Search code examples
asp.netregexiisurl-rewritingurl-rewrite-module

Regex negative lookahead true then ignore rest of regex


I'm using the following IIS Rewrite Rule to block as many bots as possible.

<rule name="BotBlock" stopProcessing="true">
  <match url=".*" />
  <conditions>
    <add input="{HTTP_USER_AGENT}" pattern="^$|\b(?!.*googlebot.*\b)\w*(?:bot|crawl|spider)\w*" />
  </conditions>
  <action type="CustomResponse" statusCode="403" statusReason="Forbidden" statusDescription="Forbidden" />
</rule>

The goal is to block all user agents with the parts bot, crawl or spider in it, but allow the Google Bot. This works to an extend.
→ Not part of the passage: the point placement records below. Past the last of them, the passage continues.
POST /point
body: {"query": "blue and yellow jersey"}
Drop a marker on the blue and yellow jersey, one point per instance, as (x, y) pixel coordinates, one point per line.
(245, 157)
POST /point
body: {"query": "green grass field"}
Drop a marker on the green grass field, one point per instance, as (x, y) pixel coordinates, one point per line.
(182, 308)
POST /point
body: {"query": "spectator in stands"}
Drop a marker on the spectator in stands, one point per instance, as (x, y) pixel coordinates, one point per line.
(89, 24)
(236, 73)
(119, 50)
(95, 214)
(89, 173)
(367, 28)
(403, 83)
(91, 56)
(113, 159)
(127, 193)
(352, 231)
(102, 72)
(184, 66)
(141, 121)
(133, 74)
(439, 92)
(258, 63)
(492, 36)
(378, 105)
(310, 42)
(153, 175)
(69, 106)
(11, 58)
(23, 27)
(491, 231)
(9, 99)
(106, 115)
But the problem is that the second part of the regex is also triggered, even if "googlebot" is found in the string.

Below some examples what mean:

 Googlebot/2.1 (+http://www.google.com)

Works fine, the 'bot' part in googlebot is ignored and the request is permitted.
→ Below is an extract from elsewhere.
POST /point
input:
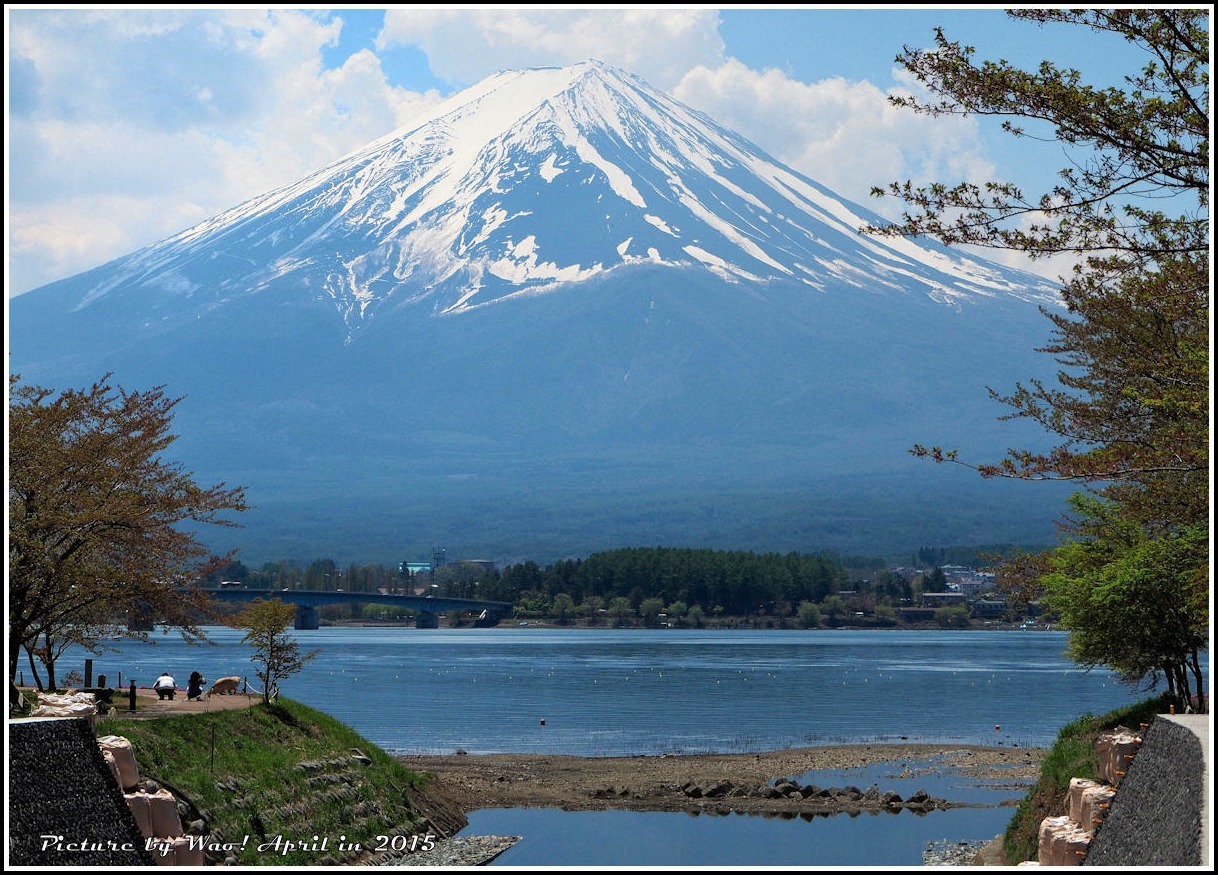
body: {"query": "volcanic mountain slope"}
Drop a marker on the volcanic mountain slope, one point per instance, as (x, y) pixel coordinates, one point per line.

 Googlebot/2.1 (+http://www.google.com/bot.html)

Does not work, still triggers on the second 'bot' in the string and the request is blocked

 KHTML, like Gecko; compatible; bingbot

Works fine, is triggered on the bot in bingbot and the request is blocked

So can someone help me to change the rexeg so the string with Googlebot/2.1 (+http://www.google.com/bot.html) is allowed?


Solution

  • I'm not familiar with IIS's exact regex flavor (presumably .NET) but this should work if you can enable case-insensitive regex'ing:

    ^(?!.*googlebot).*(?:bot|crawl|spider)
    

    Explanation:

    • ^ - start line anchor
    • (?!.*googlebot) - ahead of me, the word "googlebot" does not exist
    • .*(?:bot|crawl|spider) - capture everything leading up to a positive match of the word "bot", "crawl", or "spider"

    The combination of negative look-ahead and positive forward capturing produces an implicit and condition in regex; both must be true in order for the regex to register a match.

    https://regex101.com/r/ri6Qs7/1


    To note: I am not sure why your regex starts with ^$| unless you are purposely looking to provide a 403 to requests with an empty user agent.